A First-Timer Uses Her Voice
For Smith, her first Delegate Assembly was a revelation.
“I think it’s so awesome,” she said. “It’s really cool to be able to hear everyone’s different perspectives and really hear the individual voices, and know I’m not the only one fighting for this cause and fighting for public education. I feel like I’m learning a lot more about the IEA and the union in general.”
She is already grappling with a reality that greeted her grandfather in the 1970s: educator pay in Idaho. When she tells people she would like to stay in the state and teach at a Title I school, the responses are discouraging.
“Every time I talk to a teacher … their first response is, ‘Don’t do it in Idaho,’ or ‘Don’t do it at all,’” she said. “Like you have to move somewhere else. I had one teacher tell me that I needed to be married before I went into my career if I wanted to be able to sustain being an educator in Idaho. And I think that while those concerns are valid and probably true and it is difficult, the state needs to recognize how difficult they’re making it and understand that these are people’s livelihoods and things that really do matter.”
Time to Get Louder
Although their careers are decades apart, Sullivan and Smith agree on the direction of IEA, especially after the passage of House Bill 516.

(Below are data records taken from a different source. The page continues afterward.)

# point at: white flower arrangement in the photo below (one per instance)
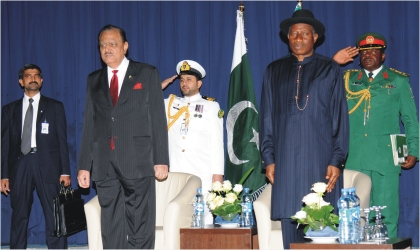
(223, 199)
(317, 214)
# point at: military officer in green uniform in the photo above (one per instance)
(377, 97)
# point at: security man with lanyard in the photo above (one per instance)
(195, 130)
(377, 97)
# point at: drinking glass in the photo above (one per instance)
(380, 232)
(367, 233)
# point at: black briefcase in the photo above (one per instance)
(69, 213)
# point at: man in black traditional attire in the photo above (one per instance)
(304, 127)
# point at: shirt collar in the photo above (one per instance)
(375, 72)
(192, 98)
(35, 97)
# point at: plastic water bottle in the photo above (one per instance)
(198, 216)
(247, 218)
(356, 215)
(345, 206)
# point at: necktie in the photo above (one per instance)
(113, 88)
(370, 76)
(27, 129)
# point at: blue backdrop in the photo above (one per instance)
(61, 37)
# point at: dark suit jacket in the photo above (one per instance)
(52, 147)
(137, 123)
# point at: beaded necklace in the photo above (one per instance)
(297, 92)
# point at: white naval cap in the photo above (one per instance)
(190, 67)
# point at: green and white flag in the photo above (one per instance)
(242, 119)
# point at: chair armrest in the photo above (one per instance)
(178, 213)
(262, 208)
(93, 221)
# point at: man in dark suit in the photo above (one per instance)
(36, 157)
(124, 143)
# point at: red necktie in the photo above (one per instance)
(113, 88)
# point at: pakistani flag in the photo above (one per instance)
(242, 119)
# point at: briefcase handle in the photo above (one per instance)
(66, 190)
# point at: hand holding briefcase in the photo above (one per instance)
(69, 213)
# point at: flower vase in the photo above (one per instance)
(321, 232)
(229, 220)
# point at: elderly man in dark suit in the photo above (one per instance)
(34, 154)
(124, 143)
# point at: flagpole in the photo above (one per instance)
(241, 7)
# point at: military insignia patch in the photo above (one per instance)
(399, 72)
(221, 113)
(209, 98)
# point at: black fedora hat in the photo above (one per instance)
(302, 16)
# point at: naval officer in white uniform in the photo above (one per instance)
(195, 130)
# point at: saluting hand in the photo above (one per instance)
(83, 176)
(65, 179)
(168, 81)
(269, 173)
(332, 176)
(345, 55)
(4, 188)
(409, 162)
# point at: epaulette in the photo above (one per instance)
(352, 70)
(209, 98)
(399, 72)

“I just think we have to get louder,” Smith said.
Sullivan knows about being loud. He organized two marches on the Capitol, one in 1980 and another in 1984. In 1980, the march was preceded by Christmas cards to every legislator, following by letters printed on blue stationery, dubbed “The Blue Blizzard.” The march itself was organized so every legislator could meet with their own local delegation in staged meeting spots around the Statehouse.
“It wasn’t just a show of force,” he said. “It was a show of intention. That we’re not just here to make noise, we’re here to follow through, and if you don’t do something to help educators and to fund education, this won’t be the last of us.”
Idaho educators can’t take much more, he said. “I think we have to say: We can’t keep doing this,” he said. “We can’t keep getting kicked when we’re down. We can’t keep having people call us names. We can’t be having people accuse us of ulterior motives. We can’t be having people tell us we aren’t doing a good job when they don’t know what we’re doing.”
This is something that cuts across party lines, Smith said. “Education, no matter what, is a bipartisan issue,” she said. “Kids from Democrat families, kids from Republican families, kids from Green Party or independent families — all those kids are going to school, by law and also because it’s good for them. Understanding the importance of education for every type of child, no matter what political beliefs they have, is something that I think people should recognize and talk about more.”
Sullivan backed her up. “The Legislature is telling us that politics are going to run your life,” he said. “They’ve made those decisions for us. They want to make us think we’re the problem. We aren’t the problem. We’re the solution.”
That much was evident at Delegate Assembly, and it was clear Sullivan and Smith were in their element as a family passionate about education. “My wife gets mad at us because we talk shop at the dinner table,” he laughed.
Smith said she wouldn’t have it any other way. “I’ve always been surrounded by this culture and love for education,” she said. “I’ve always known that it’s hard, but I think it’s something that’s very important.”
Sullivan beamed. “It fills my heart to see her do what she’s doing,” he said.